All the investments of these funds are tied to our economy in one way or another. So if we fall, all these will fall too.
The Wall Street Journal reported today, that Braddock Financial Corp. of Denver said it's closing its $300 million Galena Street Fund, which mainly invests in subprime mortgages, and is suspending redemptions (i.e. payments to investors in the fund, who want to get out) until it can sell some of its assets to do so.
*snip*
Galena was hedging its investments, by "shorting" on them (i.e. betting that they'd decrease in value), so that if the value of the investment went down, the "short" bet would go up. Unfortunately for Galena and its investors, the hedges have recently not balanced out quite so neatly.
This is interesting. Hedge funds betting against themselves. This should be illegal and should send people to prison. Again, we can see why the under secretary was so hysterical in China. Every day, hedge fund hell hounds are dying. This is creeping up on the entire banking system as well as the Federal Reserve.

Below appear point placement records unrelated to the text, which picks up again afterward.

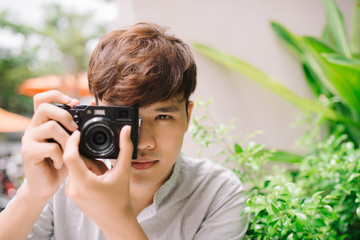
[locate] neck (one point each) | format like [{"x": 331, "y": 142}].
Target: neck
[{"x": 142, "y": 196}]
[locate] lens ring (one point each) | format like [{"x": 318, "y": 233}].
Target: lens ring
[{"x": 99, "y": 138}]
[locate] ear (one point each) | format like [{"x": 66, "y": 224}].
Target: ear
[{"x": 189, "y": 111}]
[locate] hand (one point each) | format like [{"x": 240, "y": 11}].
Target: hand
[
  {"x": 104, "y": 198},
  {"x": 43, "y": 162}
]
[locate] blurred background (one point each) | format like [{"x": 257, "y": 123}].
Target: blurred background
[{"x": 46, "y": 45}]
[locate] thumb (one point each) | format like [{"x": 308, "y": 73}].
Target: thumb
[
  {"x": 123, "y": 163},
  {"x": 71, "y": 157}
]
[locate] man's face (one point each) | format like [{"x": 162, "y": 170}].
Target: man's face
[{"x": 160, "y": 140}]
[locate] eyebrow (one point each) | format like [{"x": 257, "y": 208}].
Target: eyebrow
[{"x": 171, "y": 108}]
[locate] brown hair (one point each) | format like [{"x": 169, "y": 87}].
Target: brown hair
[{"x": 140, "y": 66}]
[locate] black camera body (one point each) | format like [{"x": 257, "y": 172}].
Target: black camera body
[{"x": 100, "y": 128}]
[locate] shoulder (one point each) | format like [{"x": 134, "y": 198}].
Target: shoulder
[
  {"x": 205, "y": 168},
  {"x": 208, "y": 176}
]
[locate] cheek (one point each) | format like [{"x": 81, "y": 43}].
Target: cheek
[{"x": 169, "y": 140}]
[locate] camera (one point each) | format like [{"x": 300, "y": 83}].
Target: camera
[{"x": 100, "y": 128}]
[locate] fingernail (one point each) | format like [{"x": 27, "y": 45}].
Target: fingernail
[{"x": 66, "y": 99}]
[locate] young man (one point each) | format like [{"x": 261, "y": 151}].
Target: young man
[{"x": 162, "y": 194}]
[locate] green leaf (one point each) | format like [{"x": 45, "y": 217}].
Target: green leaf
[
  {"x": 341, "y": 60},
  {"x": 238, "y": 148},
  {"x": 358, "y": 211},
  {"x": 341, "y": 81},
  {"x": 301, "y": 219},
  {"x": 288, "y": 39},
  {"x": 337, "y": 26},
  {"x": 353, "y": 176},
  {"x": 328, "y": 212},
  {"x": 274, "y": 208},
  {"x": 285, "y": 157},
  {"x": 319, "y": 222},
  {"x": 258, "y": 76},
  {"x": 355, "y": 31}
]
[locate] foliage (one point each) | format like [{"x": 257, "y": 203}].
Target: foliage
[
  {"x": 58, "y": 46},
  {"x": 319, "y": 199},
  {"x": 331, "y": 67}
]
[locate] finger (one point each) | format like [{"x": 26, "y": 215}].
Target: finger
[
  {"x": 125, "y": 155},
  {"x": 71, "y": 157},
  {"x": 73, "y": 102},
  {"x": 50, "y": 130},
  {"x": 96, "y": 166},
  {"x": 49, "y": 97},
  {"x": 48, "y": 112},
  {"x": 38, "y": 152}
]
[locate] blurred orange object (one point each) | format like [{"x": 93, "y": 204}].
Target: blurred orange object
[
  {"x": 74, "y": 85},
  {"x": 12, "y": 122}
]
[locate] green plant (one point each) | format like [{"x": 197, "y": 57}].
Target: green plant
[
  {"x": 331, "y": 66},
  {"x": 319, "y": 199}
]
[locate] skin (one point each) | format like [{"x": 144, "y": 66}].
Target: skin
[{"x": 117, "y": 195}]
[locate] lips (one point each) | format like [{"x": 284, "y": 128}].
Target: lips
[{"x": 143, "y": 164}]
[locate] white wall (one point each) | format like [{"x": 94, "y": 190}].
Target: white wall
[{"x": 241, "y": 27}]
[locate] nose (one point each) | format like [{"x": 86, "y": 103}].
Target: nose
[{"x": 146, "y": 137}]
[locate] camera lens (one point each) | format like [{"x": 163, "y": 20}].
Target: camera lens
[{"x": 98, "y": 137}]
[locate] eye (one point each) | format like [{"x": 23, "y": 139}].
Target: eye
[{"x": 163, "y": 117}]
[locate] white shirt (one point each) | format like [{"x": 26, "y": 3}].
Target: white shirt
[{"x": 200, "y": 200}]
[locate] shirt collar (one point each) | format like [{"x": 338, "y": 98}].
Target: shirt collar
[{"x": 170, "y": 184}]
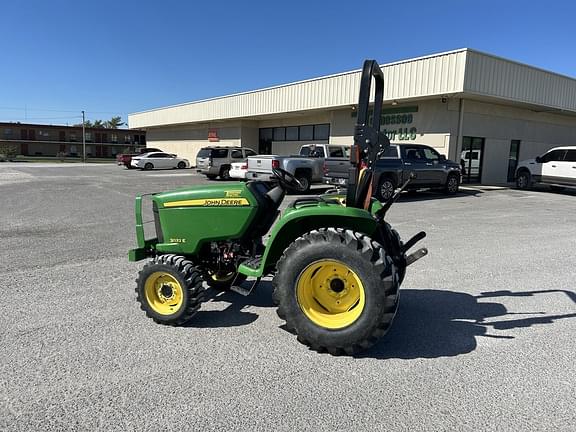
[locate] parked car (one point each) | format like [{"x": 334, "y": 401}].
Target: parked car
[
  {"x": 216, "y": 161},
  {"x": 556, "y": 167},
  {"x": 159, "y": 160},
  {"x": 307, "y": 166},
  {"x": 432, "y": 170},
  {"x": 239, "y": 170},
  {"x": 126, "y": 158}
]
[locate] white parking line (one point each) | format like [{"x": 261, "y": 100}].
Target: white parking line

The secret UBS meeting highlights this.
An Australian hedge fund manager with $1bn in structured credits and junk-rated loans warned investors yesterday it could restrict withdrawals to ensure its survival as it reported losses of 14 per cent in one fund in June.Basis Capital, based in Sydney, said in a letter to investors it had been hit by “indiscriminate” repricing of “otherwise fundamentally sound collateral” amid the crisis in US home loans to less creditworthy investors. It said it had deliberately avoided the worst-hit 2006 subprime loans.
This is yet another hedge fund that is now bankrupt. They pretend they still exist as the figure out how to pay frightened investors. This repayment will probably be like all the others: 4¢ or less on the dollar. This is a huge problem. For the Absolute Wealth people don't want Absolute Poverty! They want to make money, not see it vanish into the dark murky underworld.
When the Great Depression began, the finance wizards waved their wands and told everyone, prosperity was around the corner. They didn't even admit there was a problem for three long years! When governments across the planet began to fall and wars began to break out and the crack-up of the British Empire became obvious, only then did they even begin to think about doing something creative about all this.
And what fixed it? What ended it?
World War II.
part of the 1987 cresh was overuse of the same risk arbitrage strategy. there is no "hedge" when everyone is doing the same thing at the same time.
and this will affect retirement funds
i'll have to look a little more into this - pension funds used to be so risk-averse
Posted by: D.F. Facti | July 14, 2007 at 07:50 PM
100% correct as always, Facti.
Posted by: Elaine Meinel Supkis | July 15, 2007 at 12:55 AM
There is a new video out of Bill Bonner’s speech, given at the Rim of Fire Conference in Vancouver (07/07)...
http://www.youtube.com/watch?v=PZb2iJpUkfg
Posted by: Dan | July 25, 2007 at 04:16 PM
It always matter to everyone. It's the real deal in the real world.